The World Wide Web Consortium (W3C) sets the main international standards for the World Wide Web and its accessibility. W3C created the Web Content Accessibility Guidelines (WCAG 2.0) which are similar to Section 508, but on an international level. WCAG 2.0 requires specific techniques for compliance and is more current than Section 508.
Many countries and international organizations require compliance with WCAG 2.0. The guidelines are categorized into three levels of compliance: A (must support), AA (should support), and AAA (may support). Representatives from the accessibility community around the world participate in the evolution of these guidelines.
WCAG 2.0 is ISO/IEC 40500
WCAG 2.0 is formally recognized by the International Organization for Standardization (ISO) as an ISO/IEC JTC 1 Standard (ISO/IEC 40500:2012). For compliance with ISO/IEC 40500 there are extensive supporting resources from W3C WAI.

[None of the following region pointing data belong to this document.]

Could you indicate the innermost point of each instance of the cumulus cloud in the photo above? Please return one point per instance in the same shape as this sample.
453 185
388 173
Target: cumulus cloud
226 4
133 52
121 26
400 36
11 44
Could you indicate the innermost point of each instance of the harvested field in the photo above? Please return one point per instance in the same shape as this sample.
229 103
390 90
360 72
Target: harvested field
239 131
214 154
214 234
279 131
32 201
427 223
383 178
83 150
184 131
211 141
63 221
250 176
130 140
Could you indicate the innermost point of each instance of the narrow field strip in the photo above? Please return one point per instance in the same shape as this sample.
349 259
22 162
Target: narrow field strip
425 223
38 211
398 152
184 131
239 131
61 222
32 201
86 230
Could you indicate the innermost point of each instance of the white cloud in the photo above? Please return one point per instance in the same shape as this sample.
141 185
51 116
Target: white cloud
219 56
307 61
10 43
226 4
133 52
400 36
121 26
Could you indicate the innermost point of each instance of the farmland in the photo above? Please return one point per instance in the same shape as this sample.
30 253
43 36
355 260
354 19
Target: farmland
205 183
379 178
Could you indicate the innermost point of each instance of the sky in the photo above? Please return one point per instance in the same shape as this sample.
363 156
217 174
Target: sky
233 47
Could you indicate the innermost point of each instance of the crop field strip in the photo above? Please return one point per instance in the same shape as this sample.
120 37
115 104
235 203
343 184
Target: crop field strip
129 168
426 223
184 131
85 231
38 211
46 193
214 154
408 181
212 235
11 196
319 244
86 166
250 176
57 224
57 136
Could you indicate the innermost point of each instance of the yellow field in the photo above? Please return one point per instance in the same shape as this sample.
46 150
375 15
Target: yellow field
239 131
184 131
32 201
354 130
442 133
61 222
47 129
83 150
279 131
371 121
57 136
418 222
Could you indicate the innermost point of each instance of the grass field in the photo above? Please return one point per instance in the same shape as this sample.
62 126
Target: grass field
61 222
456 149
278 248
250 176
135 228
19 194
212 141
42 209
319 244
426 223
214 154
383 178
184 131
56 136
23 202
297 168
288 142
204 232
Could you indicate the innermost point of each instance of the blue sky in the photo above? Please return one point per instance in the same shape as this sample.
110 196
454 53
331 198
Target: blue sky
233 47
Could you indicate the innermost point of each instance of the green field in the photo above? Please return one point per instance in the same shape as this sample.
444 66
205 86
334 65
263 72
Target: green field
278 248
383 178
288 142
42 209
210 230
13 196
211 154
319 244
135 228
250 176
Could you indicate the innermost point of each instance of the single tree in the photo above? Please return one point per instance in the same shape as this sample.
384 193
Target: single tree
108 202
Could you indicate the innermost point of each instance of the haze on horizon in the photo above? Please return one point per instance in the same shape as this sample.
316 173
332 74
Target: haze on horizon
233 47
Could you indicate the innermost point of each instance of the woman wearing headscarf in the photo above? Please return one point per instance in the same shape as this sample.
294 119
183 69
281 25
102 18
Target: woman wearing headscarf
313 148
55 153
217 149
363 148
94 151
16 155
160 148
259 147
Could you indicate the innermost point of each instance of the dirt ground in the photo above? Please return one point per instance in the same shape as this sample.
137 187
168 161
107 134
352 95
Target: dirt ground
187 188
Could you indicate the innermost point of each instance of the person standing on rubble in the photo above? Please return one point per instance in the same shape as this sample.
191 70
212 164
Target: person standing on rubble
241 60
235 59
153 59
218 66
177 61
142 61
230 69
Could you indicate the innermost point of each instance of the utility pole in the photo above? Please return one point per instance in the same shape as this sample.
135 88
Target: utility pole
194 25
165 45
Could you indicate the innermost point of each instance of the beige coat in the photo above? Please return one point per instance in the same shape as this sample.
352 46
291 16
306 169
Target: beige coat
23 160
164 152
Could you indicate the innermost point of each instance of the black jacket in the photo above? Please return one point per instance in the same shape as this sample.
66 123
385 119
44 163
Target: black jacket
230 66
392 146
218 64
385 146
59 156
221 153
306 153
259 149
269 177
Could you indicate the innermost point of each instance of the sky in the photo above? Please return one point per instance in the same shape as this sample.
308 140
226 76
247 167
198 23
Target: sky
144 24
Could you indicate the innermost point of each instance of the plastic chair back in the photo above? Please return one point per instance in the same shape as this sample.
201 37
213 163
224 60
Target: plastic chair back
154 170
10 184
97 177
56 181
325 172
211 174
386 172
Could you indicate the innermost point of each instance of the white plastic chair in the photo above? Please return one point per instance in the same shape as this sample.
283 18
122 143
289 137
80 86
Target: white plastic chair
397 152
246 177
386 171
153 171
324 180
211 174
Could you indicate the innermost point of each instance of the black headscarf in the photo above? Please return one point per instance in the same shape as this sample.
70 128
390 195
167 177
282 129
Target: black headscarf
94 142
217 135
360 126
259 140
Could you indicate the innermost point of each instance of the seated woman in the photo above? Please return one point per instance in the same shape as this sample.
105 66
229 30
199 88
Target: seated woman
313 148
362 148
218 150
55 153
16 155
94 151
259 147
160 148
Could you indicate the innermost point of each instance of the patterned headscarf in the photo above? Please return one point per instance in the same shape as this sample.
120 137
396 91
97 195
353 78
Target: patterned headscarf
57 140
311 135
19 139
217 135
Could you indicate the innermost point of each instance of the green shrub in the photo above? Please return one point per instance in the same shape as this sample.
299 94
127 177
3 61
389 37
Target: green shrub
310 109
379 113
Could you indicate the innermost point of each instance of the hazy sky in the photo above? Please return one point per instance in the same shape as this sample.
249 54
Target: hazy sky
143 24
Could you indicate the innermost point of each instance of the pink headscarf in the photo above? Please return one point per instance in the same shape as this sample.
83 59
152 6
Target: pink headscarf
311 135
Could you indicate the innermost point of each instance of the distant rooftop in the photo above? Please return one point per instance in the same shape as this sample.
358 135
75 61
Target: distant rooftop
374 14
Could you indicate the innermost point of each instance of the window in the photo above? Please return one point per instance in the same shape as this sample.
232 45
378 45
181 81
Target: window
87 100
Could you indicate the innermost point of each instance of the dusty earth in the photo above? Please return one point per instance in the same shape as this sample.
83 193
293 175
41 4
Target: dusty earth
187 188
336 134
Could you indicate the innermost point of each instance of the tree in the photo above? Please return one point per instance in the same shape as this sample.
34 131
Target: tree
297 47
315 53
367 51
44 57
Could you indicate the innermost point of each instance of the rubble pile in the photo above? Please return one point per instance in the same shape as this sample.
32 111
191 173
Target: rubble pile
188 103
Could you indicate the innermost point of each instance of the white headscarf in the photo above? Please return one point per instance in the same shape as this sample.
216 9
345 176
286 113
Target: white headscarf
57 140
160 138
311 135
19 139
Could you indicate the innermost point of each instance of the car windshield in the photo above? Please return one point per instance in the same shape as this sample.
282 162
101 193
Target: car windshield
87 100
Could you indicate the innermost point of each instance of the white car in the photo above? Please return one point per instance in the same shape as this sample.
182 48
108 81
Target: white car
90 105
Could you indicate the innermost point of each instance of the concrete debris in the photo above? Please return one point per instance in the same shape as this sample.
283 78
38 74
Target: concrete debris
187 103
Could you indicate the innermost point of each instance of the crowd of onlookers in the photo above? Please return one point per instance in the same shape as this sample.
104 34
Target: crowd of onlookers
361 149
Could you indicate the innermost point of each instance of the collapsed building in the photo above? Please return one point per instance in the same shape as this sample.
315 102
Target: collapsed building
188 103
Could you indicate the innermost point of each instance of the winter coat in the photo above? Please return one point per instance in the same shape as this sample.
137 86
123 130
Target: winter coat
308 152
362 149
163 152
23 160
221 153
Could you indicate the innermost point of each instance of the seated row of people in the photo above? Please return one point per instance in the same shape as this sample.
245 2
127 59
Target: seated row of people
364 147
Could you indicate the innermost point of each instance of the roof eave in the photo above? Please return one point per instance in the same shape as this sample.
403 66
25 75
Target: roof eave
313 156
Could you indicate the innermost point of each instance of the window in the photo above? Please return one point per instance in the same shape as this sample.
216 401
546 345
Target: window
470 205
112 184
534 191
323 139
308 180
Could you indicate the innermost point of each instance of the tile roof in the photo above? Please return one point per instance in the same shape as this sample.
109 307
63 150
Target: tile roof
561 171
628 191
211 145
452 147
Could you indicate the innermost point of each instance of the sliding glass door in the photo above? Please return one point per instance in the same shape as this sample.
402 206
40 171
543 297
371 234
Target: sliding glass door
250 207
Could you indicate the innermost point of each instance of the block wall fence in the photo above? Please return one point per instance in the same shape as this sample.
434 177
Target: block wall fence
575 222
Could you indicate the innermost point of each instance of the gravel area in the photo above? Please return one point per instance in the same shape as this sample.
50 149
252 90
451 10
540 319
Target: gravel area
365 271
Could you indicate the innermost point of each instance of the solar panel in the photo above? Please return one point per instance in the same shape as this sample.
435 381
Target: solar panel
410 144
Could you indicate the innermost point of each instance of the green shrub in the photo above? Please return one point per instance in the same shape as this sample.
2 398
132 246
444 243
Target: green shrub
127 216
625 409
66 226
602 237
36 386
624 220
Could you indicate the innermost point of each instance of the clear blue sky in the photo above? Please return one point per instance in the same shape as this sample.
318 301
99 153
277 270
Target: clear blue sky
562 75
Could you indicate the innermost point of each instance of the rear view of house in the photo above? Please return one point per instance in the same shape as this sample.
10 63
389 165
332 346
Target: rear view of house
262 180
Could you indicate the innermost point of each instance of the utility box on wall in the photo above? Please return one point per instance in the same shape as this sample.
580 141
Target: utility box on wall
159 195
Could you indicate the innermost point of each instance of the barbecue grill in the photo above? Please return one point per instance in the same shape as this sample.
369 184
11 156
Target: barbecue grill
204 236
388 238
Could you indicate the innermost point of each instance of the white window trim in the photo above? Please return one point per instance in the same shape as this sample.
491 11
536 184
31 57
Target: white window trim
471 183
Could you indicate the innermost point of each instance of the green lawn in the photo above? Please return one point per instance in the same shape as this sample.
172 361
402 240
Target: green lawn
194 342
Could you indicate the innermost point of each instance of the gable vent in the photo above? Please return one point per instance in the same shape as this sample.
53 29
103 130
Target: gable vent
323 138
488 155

How do you comply with WCAG 2.0?
For managers, developers, policy-makers, and others there are many resources from W3C WAI:
- WCAG 2.0 Overview
- WCAG 2.0 at a Glance
- How to Meet WCAG 2.0: A Customizable Quick Reference
- Techniques for WCAG 2.0
- Understanding WCAG 2.0
- W3C Authorized Translations of WCAG 2.0
Who needs to follow the WCAG guidelines?
All organizations, Federal and State agencies, and educational institutions should look to the WCAG 2.0 guidelines to provide guideance on how to make products acccessible.
Section 508 is currently undergoing a refresh and will be requiring compliance with these guidelines for all Federal agencies and those who are selling to the Federal guidelines. The Department of Justice is also looking to these guidelines for the set of guidelines that organizations will need to comply to under The Americans with Disabilites Act (ADA).